PART 14

74.1K 6.4K 336
                                    

14

Pria suruhan Daren berhenti di depan pintu vila yang tertutup. Pintu itu itu tidak terkunci sehingga dia memutuskan untuk segera memasukinya. Dia tak menemukan apa pun selain ruang demi ruang yang ditinggalkan tanpa jejak berantakan.

Satu hal yang dia ketahui bahwa tempat itu memang baru saja ditinggalkan oleh orang lain. Keran di wastafel tidak tertutup rapat sehingga akan ada tetes air yang jatuh tiap beberapa detik.

Dia menelepon Daren. "Halo, Bos. Sepertinya, mereka baru saja pergi."

***

Mobil Dean sudah berhenti agak jauh dari rumah Lucy. Malam itu mereka baru tiba setelah perjalanan jauh dan juga beberapa kali berhenti untuk istirahat dan makan. Dean bersikeras untuk menemui papanya meski Lucy sudah memperingati tidak mungkin akan berjalan lancar. Lucy sudah menghilang beberapa minggu. Pergi tanpa kabar dan Lucy pun tak yakin Zeline dan yang lain tak akan mencurigai Dean lah pelaku di balik semua ini.

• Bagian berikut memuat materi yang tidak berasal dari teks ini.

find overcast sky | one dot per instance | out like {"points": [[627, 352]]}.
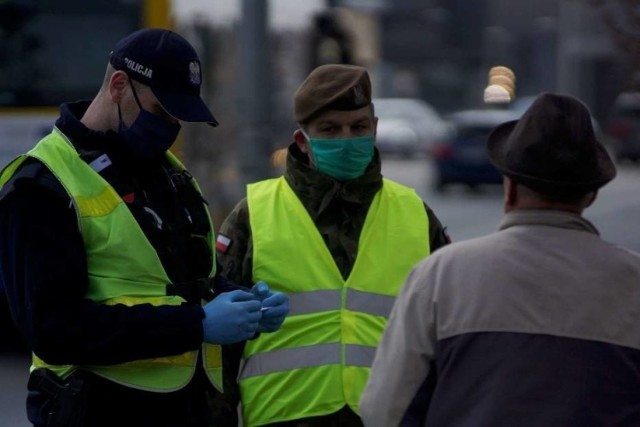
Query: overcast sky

Lucy khawatir akan terjadi sesuatu kepada Dean. Tidak mungkin juga Dean bisa lolos dari tangan papanya Lucy jika mereka bertemu. Dean hanya ingin minta maaf, tetapi maaf saja tak cukup untuk membuat kedua orangtua Lucy melupakan semuanya.

Dean sudah siap menerima risiko sebesar apa pun itu. Maka Lucy memutuskan untuk menuruti keinginan Dean. Lucy membuka pintu yang tak terkunci sementara Dean masih berdiri di ambang pintu sedang mengamati rumah Lucy yang masih terjangkau matanya.

Lucy memanggil mama dan papanya. Tak lama mamanya muncul sambil menutup mulut saking terkejutnya. Lucy segera menghambur ke pelukan mamanya.

"Maaf udah bikin Mama khawatir," bisik Lucy sambil menangis, rindu.

Mamanya tak bergerak. Tatapannya hanya memandang Dean lurus-lurus. Tatapan marah dilemparkannya kepada Dean. Dia tidak melakukan apa-apa selain berdiri di tempatnya dan masih dipeluk oleh Lucy.

"Lucy, kamu pikir Mama akan luluh dengan menangis seperti itu?" Mama tersenyum sedih. "Kamu udah bikin Mama dan Papa khawatir, tapi kenapa kamu bawa orang itu ke sini?"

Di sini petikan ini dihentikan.